The reason the plot hasn't mattered so far in the series is that this comic has figured out how to weaponize comic book insanity. While it doesn't quite match up with last month's giant, profane baby wrestling a dinosaur, the skyscraper-sized worm threatening to eat dwarves deserves some recognition. The entire series has been about things that are, well, mythic in scale, with the creatures and situations. This comic goes as far as to bring in Heaven and Hell and all gods across all the pantheons, and the characters just deal with it, unfazed. We even have a character here who looks right at a god and tells him that he's not real, and it wouldn't even matter if he was.

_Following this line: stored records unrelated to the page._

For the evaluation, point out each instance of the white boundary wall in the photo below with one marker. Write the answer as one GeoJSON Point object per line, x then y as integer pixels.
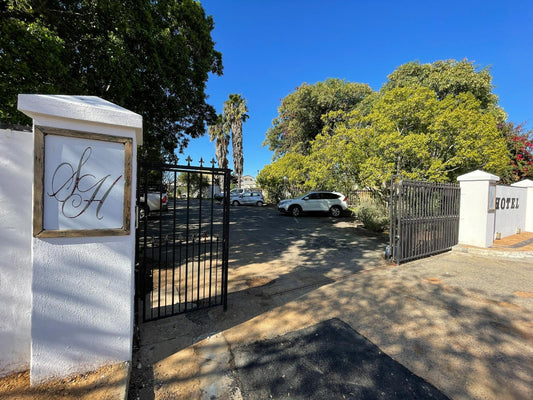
{"type": "Point", "coordinates": [489, 211]}
{"type": "Point", "coordinates": [81, 288]}
{"type": "Point", "coordinates": [16, 180]}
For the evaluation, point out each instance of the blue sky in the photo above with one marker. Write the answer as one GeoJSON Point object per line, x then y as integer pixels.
{"type": "Point", "coordinates": [269, 47]}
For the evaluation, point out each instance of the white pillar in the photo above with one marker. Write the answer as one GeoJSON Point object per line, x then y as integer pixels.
{"type": "Point", "coordinates": [476, 218]}
{"type": "Point", "coordinates": [83, 286]}
{"type": "Point", "coordinates": [527, 183]}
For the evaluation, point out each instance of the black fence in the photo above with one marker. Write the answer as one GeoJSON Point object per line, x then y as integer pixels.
{"type": "Point", "coordinates": [182, 239]}
{"type": "Point", "coordinates": [424, 219]}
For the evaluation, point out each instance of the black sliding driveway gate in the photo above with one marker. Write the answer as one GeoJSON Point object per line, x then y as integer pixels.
{"type": "Point", "coordinates": [182, 239]}
{"type": "Point", "coordinates": [424, 219]}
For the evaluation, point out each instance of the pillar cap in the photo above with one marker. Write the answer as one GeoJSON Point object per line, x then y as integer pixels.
{"type": "Point", "coordinates": [524, 183]}
{"type": "Point", "coordinates": [478, 175]}
{"type": "Point", "coordinates": [82, 108]}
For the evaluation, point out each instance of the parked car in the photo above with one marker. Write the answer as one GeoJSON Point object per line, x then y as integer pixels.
{"type": "Point", "coordinates": [157, 199]}
{"type": "Point", "coordinates": [252, 198]}
{"type": "Point", "coordinates": [235, 192]}
{"type": "Point", "coordinates": [332, 202]}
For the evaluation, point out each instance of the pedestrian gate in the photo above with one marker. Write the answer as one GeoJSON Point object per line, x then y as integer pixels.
{"type": "Point", "coordinates": [424, 219]}
{"type": "Point", "coordinates": [182, 239]}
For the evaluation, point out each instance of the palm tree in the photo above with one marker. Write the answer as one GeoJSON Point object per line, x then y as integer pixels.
{"type": "Point", "coordinates": [221, 138]}
{"type": "Point", "coordinates": [235, 113]}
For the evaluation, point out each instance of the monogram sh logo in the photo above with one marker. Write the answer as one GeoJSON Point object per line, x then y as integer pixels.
{"type": "Point", "coordinates": [77, 191]}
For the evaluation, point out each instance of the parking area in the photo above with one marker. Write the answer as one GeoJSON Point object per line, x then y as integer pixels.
{"type": "Point", "coordinates": [459, 322]}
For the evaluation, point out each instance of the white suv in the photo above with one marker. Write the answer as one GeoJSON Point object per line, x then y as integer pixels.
{"type": "Point", "coordinates": [332, 202]}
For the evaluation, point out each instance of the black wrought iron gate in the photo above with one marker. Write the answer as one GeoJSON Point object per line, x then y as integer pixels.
{"type": "Point", "coordinates": [182, 239]}
{"type": "Point", "coordinates": [424, 219]}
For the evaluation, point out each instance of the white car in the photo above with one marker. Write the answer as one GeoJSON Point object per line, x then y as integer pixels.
{"type": "Point", "coordinates": [254, 198]}
{"type": "Point", "coordinates": [332, 202]}
{"type": "Point", "coordinates": [156, 201]}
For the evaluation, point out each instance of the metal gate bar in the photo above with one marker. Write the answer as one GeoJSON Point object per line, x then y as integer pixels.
{"type": "Point", "coordinates": [182, 251]}
{"type": "Point", "coordinates": [424, 218]}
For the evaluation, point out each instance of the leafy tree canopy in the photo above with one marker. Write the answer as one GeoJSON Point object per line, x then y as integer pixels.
{"type": "Point", "coordinates": [430, 122]}
{"type": "Point", "coordinates": [410, 131]}
{"type": "Point", "coordinates": [286, 175]}
{"type": "Point", "coordinates": [300, 114]}
{"type": "Point", "coordinates": [520, 146]}
{"type": "Point", "coordinates": [446, 78]}
{"type": "Point", "coordinates": [152, 57]}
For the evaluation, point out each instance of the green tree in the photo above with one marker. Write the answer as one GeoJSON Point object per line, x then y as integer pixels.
{"type": "Point", "coordinates": [194, 182]}
{"type": "Point", "coordinates": [449, 77]}
{"type": "Point", "coordinates": [410, 131]}
{"type": "Point", "coordinates": [152, 57]}
{"type": "Point", "coordinates": [235, 113]}
{"type": "Point", "coordinates": [286, 176]}
{"type": "Point", "coordinates": [300, 114]}
{"type": "Point", "coordinates": [220, 136]}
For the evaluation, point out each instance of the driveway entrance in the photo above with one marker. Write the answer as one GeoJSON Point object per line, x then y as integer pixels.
{"type": "Point", "coordinates": [459, 322]}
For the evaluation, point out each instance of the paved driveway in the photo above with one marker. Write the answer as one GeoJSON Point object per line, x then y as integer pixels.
{"type": "Point", "coordinates": [458, 322]}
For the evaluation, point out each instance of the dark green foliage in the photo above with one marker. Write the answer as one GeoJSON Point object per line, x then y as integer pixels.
{"type": "Point", "coordinates": [150, 57]}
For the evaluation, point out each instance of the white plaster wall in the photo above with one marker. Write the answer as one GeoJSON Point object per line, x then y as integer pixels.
{"type": "Point", "coordinates": [510, 220]}
{"type": "Point", "coordinates": [16, 181]}
{"type": "Point", "coordinates": [475, 223]}
{"type": "Point", "coordinates": [83, 289]}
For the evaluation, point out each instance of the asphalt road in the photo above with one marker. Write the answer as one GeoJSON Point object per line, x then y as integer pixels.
{"type": "Point", "coordinates": [314, 311]}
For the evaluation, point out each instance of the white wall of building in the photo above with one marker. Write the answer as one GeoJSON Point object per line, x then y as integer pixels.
{"type": "Point", "coordinates": [511, 205]}
{"type": "Point", "coordinates": [16, 182]}
{"type": "Point", "coordinates": [489, 211]}
{"type": "Point", "coordinates": [83, 288]}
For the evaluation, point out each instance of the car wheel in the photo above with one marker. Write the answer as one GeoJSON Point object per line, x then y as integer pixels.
{"type": "Point", "coordinates": [335, 211]}
{"type": "Point", "coordinates": [295, 211]}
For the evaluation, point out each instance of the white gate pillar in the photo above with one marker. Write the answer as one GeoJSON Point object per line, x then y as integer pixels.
{"type": "Point", "coordinates": [83, 244]}
{"type": "Point", "coordinates": [477, 214]}
{"type": "Point", "coordinates": [527, 183]}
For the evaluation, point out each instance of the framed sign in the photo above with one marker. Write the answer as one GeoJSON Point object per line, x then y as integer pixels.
{"type": "Point", "coordinates": [82, 184]}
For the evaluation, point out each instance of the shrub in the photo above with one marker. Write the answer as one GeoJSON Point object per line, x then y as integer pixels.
{"type": "Point", "coordinates": [373, 215]}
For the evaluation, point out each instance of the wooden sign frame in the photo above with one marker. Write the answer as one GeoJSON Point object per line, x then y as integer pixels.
{"type": "Point", "coordinates": [96, 188]}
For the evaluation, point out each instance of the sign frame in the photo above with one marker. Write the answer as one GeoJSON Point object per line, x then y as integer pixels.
{"type": "Point", "coordinates": [39, 230]}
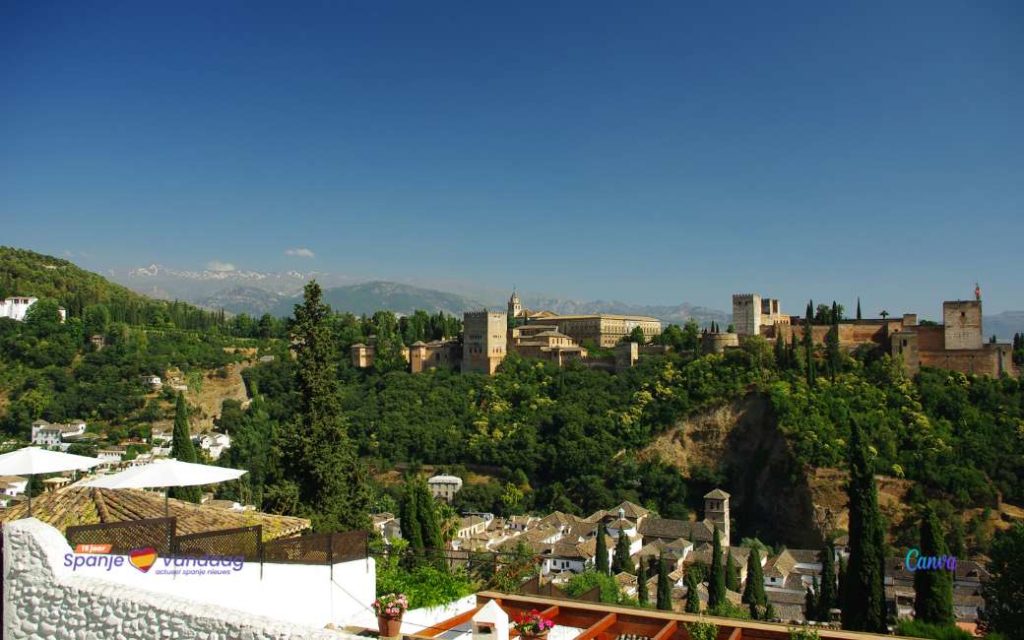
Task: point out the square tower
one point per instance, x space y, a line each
747 313
962 324
717 511
484 341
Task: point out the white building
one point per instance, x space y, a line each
15 307
444 486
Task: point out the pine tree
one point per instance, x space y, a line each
692 593
622 561
809 343
716 582
863 593
934 588
183 450
318 453
601 557
664 587
827 597
642 595
754 590
731 573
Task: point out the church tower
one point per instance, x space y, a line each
515 306
717 511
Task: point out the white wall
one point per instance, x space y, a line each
43 598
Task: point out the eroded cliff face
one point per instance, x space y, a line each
771 497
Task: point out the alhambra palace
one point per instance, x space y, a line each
956 344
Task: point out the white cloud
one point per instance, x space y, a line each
217 265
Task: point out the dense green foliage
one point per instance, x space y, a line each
183 450
318 454
864 604
921 629
1005 591
934 589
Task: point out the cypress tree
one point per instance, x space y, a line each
934 588
810 604
412 530
664 588
318 453
809 342
731 573
601 560
827 597
642 595
754 590
716 582
692 593
622 561
863 593
183 450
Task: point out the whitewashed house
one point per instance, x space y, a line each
16 307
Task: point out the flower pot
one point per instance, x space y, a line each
388 627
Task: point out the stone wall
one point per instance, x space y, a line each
44 599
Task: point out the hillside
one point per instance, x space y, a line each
370 297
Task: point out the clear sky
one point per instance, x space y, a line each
651 153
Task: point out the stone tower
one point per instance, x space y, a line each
962 324
747 313
515 306
484 341
717 511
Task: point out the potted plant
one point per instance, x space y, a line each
532 625
389 609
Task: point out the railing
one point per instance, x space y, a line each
124 537
246 542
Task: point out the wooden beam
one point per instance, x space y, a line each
436 630
598 628
668 631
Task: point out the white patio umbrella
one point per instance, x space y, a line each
33 461
167 473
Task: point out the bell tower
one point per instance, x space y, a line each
515 306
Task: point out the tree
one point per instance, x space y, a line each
864 603
1004 592
716 581
622 561
601 559
934 589
183 450
827 597
321 457
642 595
664 587
692 592
731 573
754 590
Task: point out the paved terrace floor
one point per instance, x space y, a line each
602 622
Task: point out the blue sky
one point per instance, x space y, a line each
653 153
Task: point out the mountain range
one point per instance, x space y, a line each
256 293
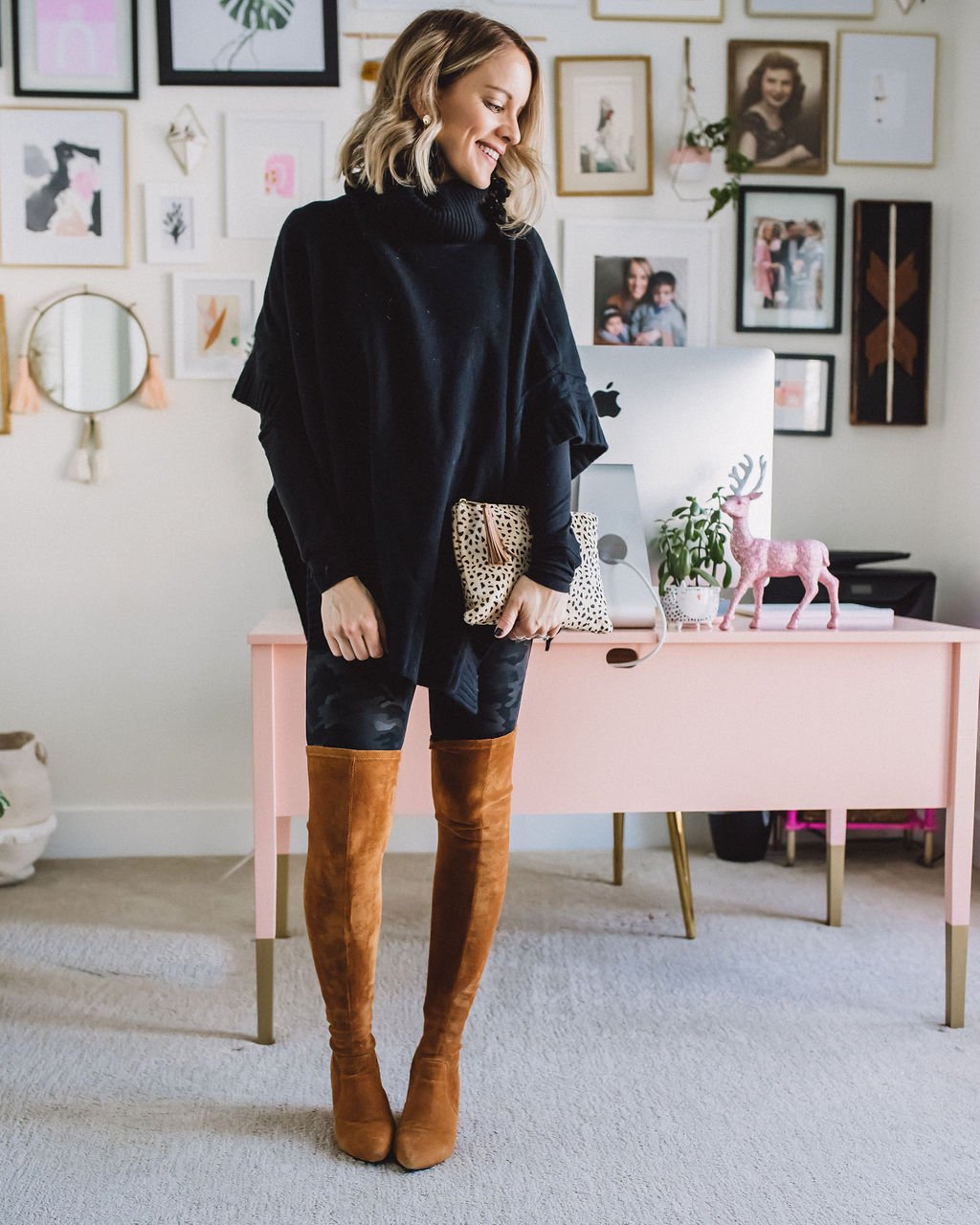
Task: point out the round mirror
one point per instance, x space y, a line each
88 353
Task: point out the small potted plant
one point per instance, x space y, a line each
691 542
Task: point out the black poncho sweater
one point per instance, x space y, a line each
408 354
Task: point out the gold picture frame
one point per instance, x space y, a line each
604 125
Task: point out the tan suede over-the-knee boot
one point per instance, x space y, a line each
352 799
472 792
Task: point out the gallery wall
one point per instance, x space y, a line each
126 603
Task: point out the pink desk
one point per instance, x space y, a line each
809 720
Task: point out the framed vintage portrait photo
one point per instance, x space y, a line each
261 42
272 165
791 243
604 125
179 219
886 100
639 283
777 95
75 49
804 393
62 188
213 320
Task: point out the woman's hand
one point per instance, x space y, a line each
352 621
532 612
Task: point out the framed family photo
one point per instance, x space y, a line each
75 49
789 258
261 42
604 130
778 96
886 100
639 283
62 188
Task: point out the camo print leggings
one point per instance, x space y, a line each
362 704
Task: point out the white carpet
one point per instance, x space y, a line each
770 1072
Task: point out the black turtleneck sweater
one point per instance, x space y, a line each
410 354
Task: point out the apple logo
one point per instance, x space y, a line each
607 402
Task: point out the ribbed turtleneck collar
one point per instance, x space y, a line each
455 213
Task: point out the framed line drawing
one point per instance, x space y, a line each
213 319
641 283
604 125
889 331
75 49
886 100
62 188
804 393
789 250
260 42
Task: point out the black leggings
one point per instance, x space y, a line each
363 704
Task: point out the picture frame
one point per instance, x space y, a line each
886 99
272 165
64 195
604 125
214 46
804 396
658 10
87 49
764 70
796 287
178 223
856 10
891 306
213 319
602 261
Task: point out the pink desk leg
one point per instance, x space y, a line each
836 835
959 826
263 816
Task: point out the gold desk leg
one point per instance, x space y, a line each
617 848
835 884
263 963
956 974
682 870
282 895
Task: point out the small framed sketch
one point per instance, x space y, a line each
658 10
62 188
179 223
789 258
778 95
272 165
604 130
641 283
213 319
804 393
248 42
886 100
75 49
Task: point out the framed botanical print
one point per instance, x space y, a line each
777 93
604 125
75 49
213 319
791 244
62 188
249 42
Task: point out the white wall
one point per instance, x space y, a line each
125 605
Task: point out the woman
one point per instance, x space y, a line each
768 113
413 348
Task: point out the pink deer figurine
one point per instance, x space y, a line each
772 559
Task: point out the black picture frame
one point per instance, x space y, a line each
804 292
171 74
825 423
23 91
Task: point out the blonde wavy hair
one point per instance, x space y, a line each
390 141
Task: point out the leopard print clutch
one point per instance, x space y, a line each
493 550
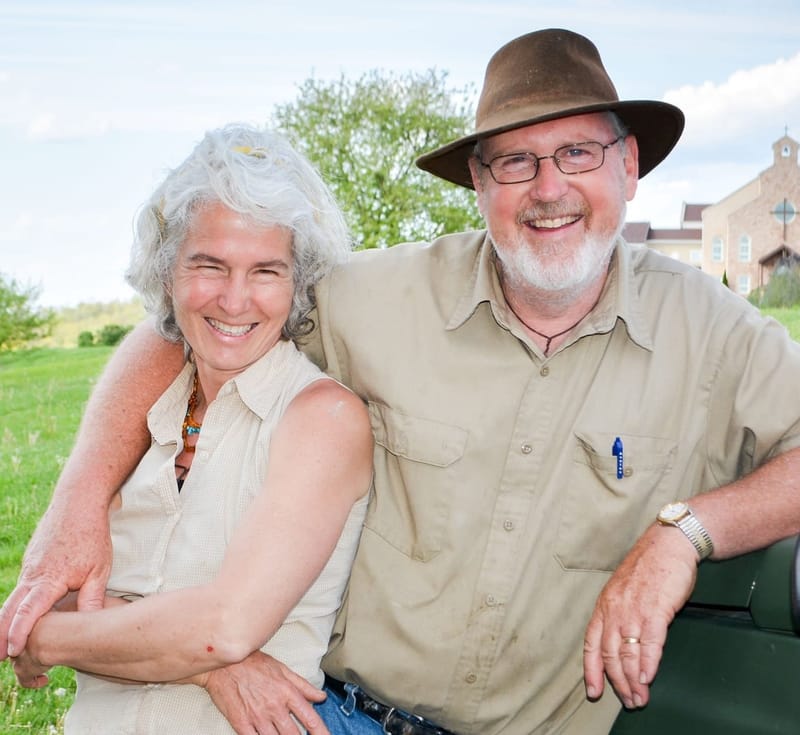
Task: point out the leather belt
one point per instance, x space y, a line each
394 721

Of course, just having the creatures and gods means nothing if they don't look right, and this series more than delivers on that. For the giant worm at the beginning, the sense of scale is enormous, which is exactly what we want given their size. The gods look like they should be gods, though they're rejected by the main characters. The world is not realistic, but just stylized enough for all these creatures and gods to feel like a fitting part of it, but not to throw us into a completely unreal world. It's not trying to be real, just real enough.

The plot is picking up, and could very well become an element of the story that feels important between bouts of insanity that the writers inflict on us. For now, this works great as the pure joy of seeing what is the next thing that the creators will come up with and throw at us, and sometimes that's all you need.